A friend in need
She was sitting on the floor against a wall with her arms wrapped tightly around her legs and her head resting on her knees. Her hair hung forward hiding her face. She had been there for some time, not moving. I wondered if she was sleeping, she was so still and quiet. But she had an air of despondency about her.
This was not a particularly safe place for a young woman to be sitting on the floor alone, seemingly unaware of her surroundings. She looked vulnerable. She had a small backpack next to her. She was not holding on to it so it was easy pickings for any chance thief.
I had been sitting waiting for a friend to arrive but she had just texted to let me know she had been delayed and wouldn’t be able to make it. I had noticed the young girl when I first arrived and had been watching her. Something about her had me worried. There had been a time in my life when I had been very depressed. I was lucky to have had family and friends around to help me through it. This young girl looked so alone.
I went and sat close to her, but not crowding her. I sat quietly for a while. She didn’t acknowledge my presence in any way. I wasn’t sure she was even aware of me being there. I started speaking softly to her, introducing myself, letting her know that I had seen her sitting there and was wondering if she was okay. She didn’t respond. I sat quietly again, just being there, hoping she could feel my presence as being with her and non-threatening. We must have sat there for about half an hour before she lifted her head a bit and looked at me with a sidewise glance.
“Why are you here” she asked. I thought about what to say. “You looked lonely, and this is not a good place to be sitting alone. I thought I would keep you company for a while” I said. She continued to stare at me with that sidewise glance, her head still resting on her knees.
“You look a bit lost, are you okay?” I asked her. She put her head back down on her knees, her hair hiding her again, but I caught sight of the tears as she turned her face away, I could see her shoulders and back shaking as she cried.
I moved to sit in front of her rather than by her side, a bit closer but not touching. I was sitting cross legged and leaning forward. “What can I do to help” I asked. I waited to see if she would respond. After some time had passed with no response, I started talking quietly again. I told her about my aborted meeting with my friend, about what we had planned to do that day. I told her a bit more about myself, just talking to fill the silence and give her time to recover.
“So” I said eventually, “do you have anywhere to go, anyone you want me to call for you”. She looked up with such a look of despair, tears awash in her eyes and just shook her head. “So” I said again, “Is that nowhere to go or no one to call or both?” “Both” she whispered. I waited to see if she would say anything more.
She slowly told me her relationship had just broken up and she had had to leave the flat she shared with her boyfriend as she couldn’t afford to pay the rent alone.
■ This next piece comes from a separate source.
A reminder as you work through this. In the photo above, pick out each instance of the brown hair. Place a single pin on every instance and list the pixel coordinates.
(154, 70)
She was a student at a community college and had been working part time, taking any jobs she could find. Her boyfriend had been quite demanding and possessive and she hadn’t realised how controlling he had been and how isolated she had become. He had gradually stopped her seeing her friends and they had all moved on. She didn’t have any family she could call on. She was so tired and scared she couldn’t think what to do. She didn’t have any money for a room or for food. Her head dropped again and her shoulders sagged. She was crying again.
I sat quietly for a few moments, thinking. I didn’t have any concrete ideas to offer her but I did have some connections I could call on who may be able to assist her. I told her about my friends and how they may be able to help her if she would like me to contact them. I waited.
She looked up again and said she was so unhappy and lost, she just couldn’t cope anymore. She lay down with her head on her bag and curled into a ball, sobbing. I reached out and put my hand on her arm, just to make some physical contact with her. I called my friend who was part of a community outreach team and told her what was going on. She agreed to come down to talk to my girl. I just sat there until she arrived, being a friend in a time of need.